Alors que l’historien Fernand Braudel se garde bien, à la même époque, de tout triomphalisme dans son manuel de 1963 (Belin), de Bertier ne cache pas son enthousiasme à l’égard de la jeune CEE. Usant de superlatifs au sein d’un discours grandiloquent, il insiste sur le caractère exceptionnel des succès remportés par le Marché Commun : une réussite avant tout matérielle et économique. Les « progrès du Marché Commun » sont qualifiés d’extrêmement « rapides » (p. 51), au point de contraindre la fière Grande-Bretagne à faire marche arrière et à demander l’adhésion. Le succès est aussi politique puisque, d’après l’auteur, « l’harmonisation » (p. 50) générale est en bonne voie. Malgré la dure loi de l’unanimité, la CEE « a abordé avec succès les problèmes les plus délicats » (p. 50). Plutôt que de stigmatiser les difficultés rencontrées par les Six lors de leurs réunions, de rapporter les querelles qui ont éclaté notamment au sujet de l’agriculture, de Bertier préfère visiblement mettre l’accent sur les défis relevés et les victoires diplomatiques remportées par l’Union. C’est ainsi qu’il envisage l’avenir avec optimisme. Spectaculaires, les succès déjà remportés profitent tant au Vieux continent qui vit une véritable « résurrection » au plan international – « ses réserves monétaires » ont dépassé à la fin de 1965 « celles des Etats-Unis » -, qu’aux six pays signataires dont les progrès sont nets au plan national. Du point de vue de l’auteur, loin de contrecarrer les diverses ambitions nationales, la nouvelle Europe unie conjugue donc aisément projet commun et intérêts nationaux pour garantir « l’indépendance » des Etats et du Continent.
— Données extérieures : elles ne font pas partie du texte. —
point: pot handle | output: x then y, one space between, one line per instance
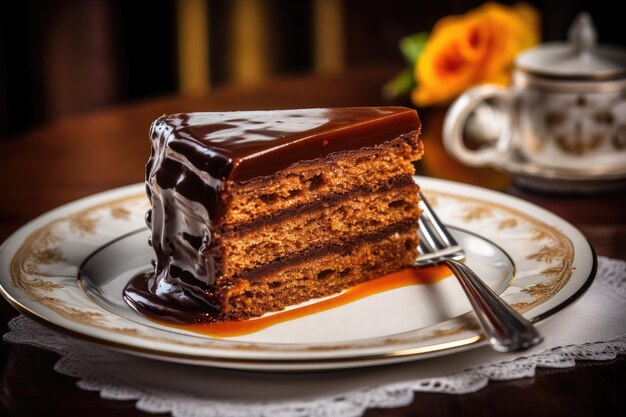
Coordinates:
456 119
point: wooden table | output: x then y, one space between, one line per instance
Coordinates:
74 158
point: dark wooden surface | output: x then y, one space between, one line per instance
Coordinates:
78 157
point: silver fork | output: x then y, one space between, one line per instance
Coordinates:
504 328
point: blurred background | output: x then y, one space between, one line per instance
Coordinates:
66 57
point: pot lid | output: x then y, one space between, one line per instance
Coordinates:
579 57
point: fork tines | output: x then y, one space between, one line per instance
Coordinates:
436 242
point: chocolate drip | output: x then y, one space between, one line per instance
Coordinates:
196 156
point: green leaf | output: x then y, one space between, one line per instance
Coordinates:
399 85
412 46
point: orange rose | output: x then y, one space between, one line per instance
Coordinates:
478 47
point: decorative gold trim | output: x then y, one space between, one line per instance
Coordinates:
560 249
43 247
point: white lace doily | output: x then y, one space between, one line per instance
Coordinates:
191 391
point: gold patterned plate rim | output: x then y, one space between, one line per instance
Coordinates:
553 261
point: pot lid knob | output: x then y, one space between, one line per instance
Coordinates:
578 58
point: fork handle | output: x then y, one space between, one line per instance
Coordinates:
505 328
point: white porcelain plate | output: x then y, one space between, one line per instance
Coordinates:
68 267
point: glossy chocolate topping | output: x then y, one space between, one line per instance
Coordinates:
195 156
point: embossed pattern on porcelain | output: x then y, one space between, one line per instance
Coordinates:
573 130
566 112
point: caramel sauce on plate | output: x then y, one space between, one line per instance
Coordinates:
403 278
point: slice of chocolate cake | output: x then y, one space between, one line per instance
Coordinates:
255 211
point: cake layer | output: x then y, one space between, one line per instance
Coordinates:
319 224
319 276
310 181
253 211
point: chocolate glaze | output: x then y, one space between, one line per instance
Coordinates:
197 156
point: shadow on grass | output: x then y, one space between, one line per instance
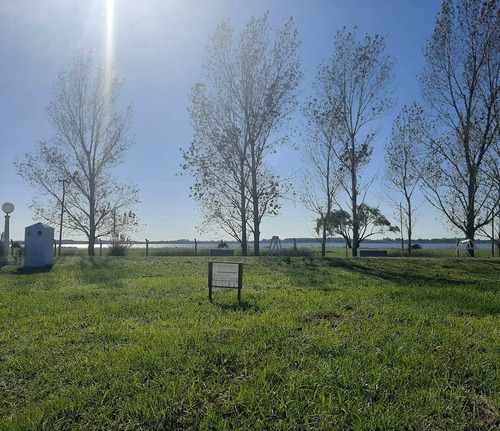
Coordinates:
414 275
242 306
29 271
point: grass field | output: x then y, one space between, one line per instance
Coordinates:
335 344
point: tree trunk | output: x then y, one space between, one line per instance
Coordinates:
323 240
471 231
255 201
410 227
354 203
91 214
244 240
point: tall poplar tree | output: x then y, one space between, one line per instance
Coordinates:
239 113
461 85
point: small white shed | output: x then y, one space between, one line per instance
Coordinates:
39 246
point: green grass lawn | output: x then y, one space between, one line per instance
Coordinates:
349 344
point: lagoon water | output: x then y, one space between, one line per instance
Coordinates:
289 244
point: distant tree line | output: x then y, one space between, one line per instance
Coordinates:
448 148
241 110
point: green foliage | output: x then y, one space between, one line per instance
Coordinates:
334 344
371 222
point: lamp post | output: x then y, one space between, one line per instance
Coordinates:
7 208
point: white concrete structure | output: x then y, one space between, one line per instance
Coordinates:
39 246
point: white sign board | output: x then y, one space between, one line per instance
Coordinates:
225 274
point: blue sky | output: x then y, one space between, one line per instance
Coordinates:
158 47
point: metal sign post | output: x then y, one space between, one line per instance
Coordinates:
226 275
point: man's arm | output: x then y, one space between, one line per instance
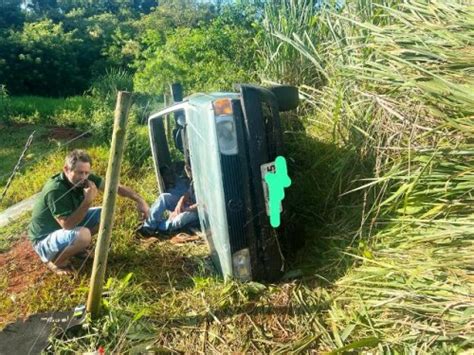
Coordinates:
142 206
71 221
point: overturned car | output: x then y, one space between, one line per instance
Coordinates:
229 141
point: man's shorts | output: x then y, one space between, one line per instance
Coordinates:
55 242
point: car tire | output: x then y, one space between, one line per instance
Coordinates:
287 97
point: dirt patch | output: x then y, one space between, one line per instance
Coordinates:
22 266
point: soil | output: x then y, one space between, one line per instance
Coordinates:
22 265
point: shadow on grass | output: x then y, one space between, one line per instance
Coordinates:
320 220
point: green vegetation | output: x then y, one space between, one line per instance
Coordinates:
381 158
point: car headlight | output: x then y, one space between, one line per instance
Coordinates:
226 135
241 264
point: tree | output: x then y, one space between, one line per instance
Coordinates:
206 58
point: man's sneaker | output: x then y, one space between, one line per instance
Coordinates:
145 231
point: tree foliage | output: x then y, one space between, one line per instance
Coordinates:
62 47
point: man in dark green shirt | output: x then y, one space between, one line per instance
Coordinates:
64 220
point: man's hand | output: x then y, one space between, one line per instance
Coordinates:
90 191
143 210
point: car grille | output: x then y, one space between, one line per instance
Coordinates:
234 194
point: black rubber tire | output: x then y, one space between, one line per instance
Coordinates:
287 97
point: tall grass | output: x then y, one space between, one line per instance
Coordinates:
397 99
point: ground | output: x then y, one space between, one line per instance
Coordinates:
23 267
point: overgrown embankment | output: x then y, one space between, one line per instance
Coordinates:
390 103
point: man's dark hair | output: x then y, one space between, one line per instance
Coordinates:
77 155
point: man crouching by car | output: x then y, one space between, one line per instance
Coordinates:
64 220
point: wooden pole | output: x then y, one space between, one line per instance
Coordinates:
124 100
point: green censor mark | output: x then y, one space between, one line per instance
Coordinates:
277 182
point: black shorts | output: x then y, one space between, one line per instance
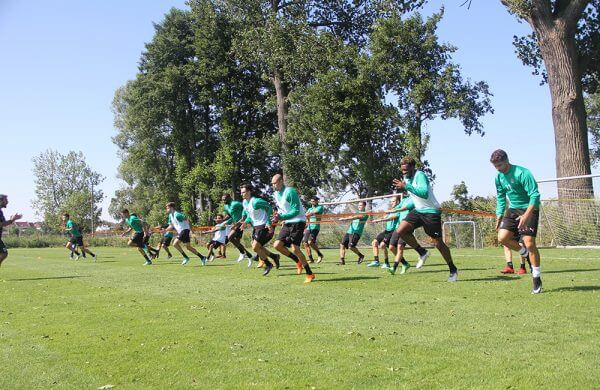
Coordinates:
431 223
384 237
350 240
510 223
261 234
138 239
215 244
310 235
292 233
184 236
77 240
396 240
236 233
166 241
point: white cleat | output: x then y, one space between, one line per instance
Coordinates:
422 260
453 276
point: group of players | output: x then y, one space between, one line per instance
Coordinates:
517 226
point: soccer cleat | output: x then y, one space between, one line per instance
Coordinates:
276 261
453 276
268 268
405 268
537 285
422 259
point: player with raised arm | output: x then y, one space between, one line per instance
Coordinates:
179 222
137 239
76 237
383 239
354 233
426 214
257 213
293 215
312 231
233 210
5 222
521 220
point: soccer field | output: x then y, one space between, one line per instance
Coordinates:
78 324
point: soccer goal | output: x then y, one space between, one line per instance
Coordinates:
570 212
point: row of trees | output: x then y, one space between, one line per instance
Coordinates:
332 93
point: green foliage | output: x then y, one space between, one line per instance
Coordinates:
63 184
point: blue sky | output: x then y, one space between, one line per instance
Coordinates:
63 60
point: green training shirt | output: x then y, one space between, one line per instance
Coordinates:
358 224
520 187
73 228
318 209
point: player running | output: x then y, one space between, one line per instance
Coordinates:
522 218
291 212
353 233
137 239
426 213
310 234
76 238
179 222
4 222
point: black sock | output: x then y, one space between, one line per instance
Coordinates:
307 268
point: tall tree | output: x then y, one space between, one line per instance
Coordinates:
417 70
63 183
566 43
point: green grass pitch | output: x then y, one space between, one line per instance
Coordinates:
77 324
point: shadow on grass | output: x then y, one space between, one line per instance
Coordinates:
489 278
348 278
48 278
572 270
575 288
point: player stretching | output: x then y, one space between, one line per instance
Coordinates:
397 244
310 234
137 239
234 210
291 212
179 222
522 218
76 237
353 234
257 212
383 239
426 213
4 222
219 238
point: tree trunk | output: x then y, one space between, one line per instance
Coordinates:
282 92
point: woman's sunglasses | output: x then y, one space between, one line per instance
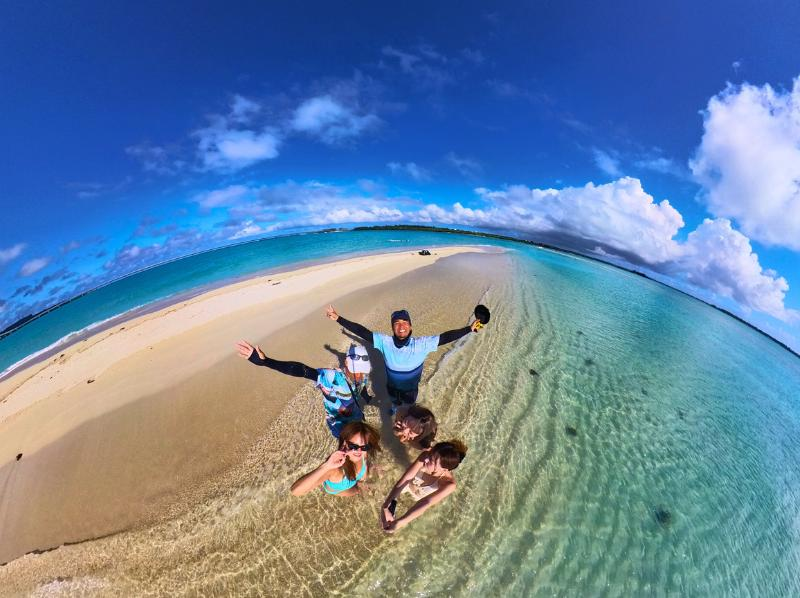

L’intérêt et la confiance que porte l’historien catholique à cette Europe en voie d’édification transparaît nettement par ailleurs à travers le nombre important d’images historiques proposées pour illustrer cette marche « vers l’unité » : signature du « Traité constitutif de la CEE » (p. 49), palais de l’OTAN avant son transfert à Bruxelles (p. 50), portraits de personnalités engagées pour l’Europe unie. Or, dans la lignée des illustrations reproduites dans l’ensemble du Chapitre III, « l’Europe » en images qui se dessine alors est implicitement une Europe française. En tête des « promoteurs de l’unité européenne » se place ainsi la figure emblématique de Jean Monnet, présent sur les deux photographies reproduites sur la double-page (p. 48-49) consacrée au sujet : il apparaît comme un conseiller inspiré du « ministre français Robert Schuman » (p. 48), voire comme un visionnaire (p. 49). A ses côtés, Robert Schuman, Paul-Henri Spaak ou bien encore le Général de Gaulle n’ont droit qu’à une mention, ou tout au plus à une apparition sur une image (p. 51).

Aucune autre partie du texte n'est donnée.